(с) жж-юзер dannallar
Дон Симон сидел на террасе уличного кафе и как всегда он делал во время сиесты, пил зеленый чай через тонкую серебряную трубочку.
Вы собственно спросите, как же выглядел дон Симон в этот день? Он был традиционной для себя белой хлопковой рубашке с серебрянными пуговицами и джинсах. Джинсы не были одним из новомодных извращений, столь любимых тонколицыми мальчиками, нет, это были старомодные добротные джинсы, какими им завещал быть старый австрийский портной Леви Штраус. И башмаки дона Симона, из мягкой коричневой кожи, также были добротными и старомодными удобными башмаками, с позеленевшими медными пряжками и полустертыми подковками. Черная шляпа дона Симона лежала перед ним на потертой столешнице, оберегая его уединение в компании зеленого чая и мыслей. Сам же дон Симон отнюдь не производил впечатления почтенного старомодного сеньора, напротив. Его глаза, что меняли цвет в зависимости от настроения, смотрели на мир вокруг с веселым доброжелательным интересом, характерным для детей. Некоторые люди умеют сохранить этот взгляд на всю жизнь. Таких людей окружающие зовут магами, даосами и прочими загадочными словами, мы же будем звать Волшебниками.

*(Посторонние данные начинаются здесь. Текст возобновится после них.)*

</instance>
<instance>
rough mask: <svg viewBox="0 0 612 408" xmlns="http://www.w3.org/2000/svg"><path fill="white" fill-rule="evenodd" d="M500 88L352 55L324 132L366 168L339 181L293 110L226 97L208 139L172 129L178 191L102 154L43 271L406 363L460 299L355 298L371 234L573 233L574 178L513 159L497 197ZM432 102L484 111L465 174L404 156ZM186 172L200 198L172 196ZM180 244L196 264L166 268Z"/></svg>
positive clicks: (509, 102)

читать дальшеДа, дон Симон был, есть и собирается быть дальше самым обычным Волшебником. Одним из его любимых занятий являются Истории.
Что такое заниматься Историями? История может прийти к вам на чашечку кофе. А может поселится у вас в доме. Или история может попросить вас рассказать ее еще кому-нибудь. Но с такими историями нужно быть особо внимательным и почтительным - они очень требовательны. Вот дон Симон один из тех Волшебников, которые умеют обращаться с такой хрупкой и ранимой вещью как История Требующая Ее Рассказать. Надо сказать, не так уж часто встречающееся умение.
Кстати, вот что еще хочется сказать - так это то, что заниматься Историями отнюдь небезопасно. Не все они безобидны. А многие хотят увлечь вас с собой - и кто тогда знает, что получится? Даже Волшебники попадают в истории и не все они выходят из них, оставшись такими же, какими и были. Собственно даже не так - никто из попавших в историю не остается таким же как был.
Дон Симон был одним из тех, кто очень, очень хорошо это знал. Именно поэтому перед ним сейчас лежала его Шляпа.
Тем не менее, к дону Симону позволило себе приблизится и более того, усесться на свободный стул одно из тех существ, что существуют одновременно в нескольких мирах. Более того, несмотря на присутствие на столе Шляпы, существо расположилось так, словно дон Симон пригласил его и ожидал, то есть свободно и вольготно. Мы назовем это существо Кот. Просто потому что так все же будет короче и наиболее полно дает представление об визитере.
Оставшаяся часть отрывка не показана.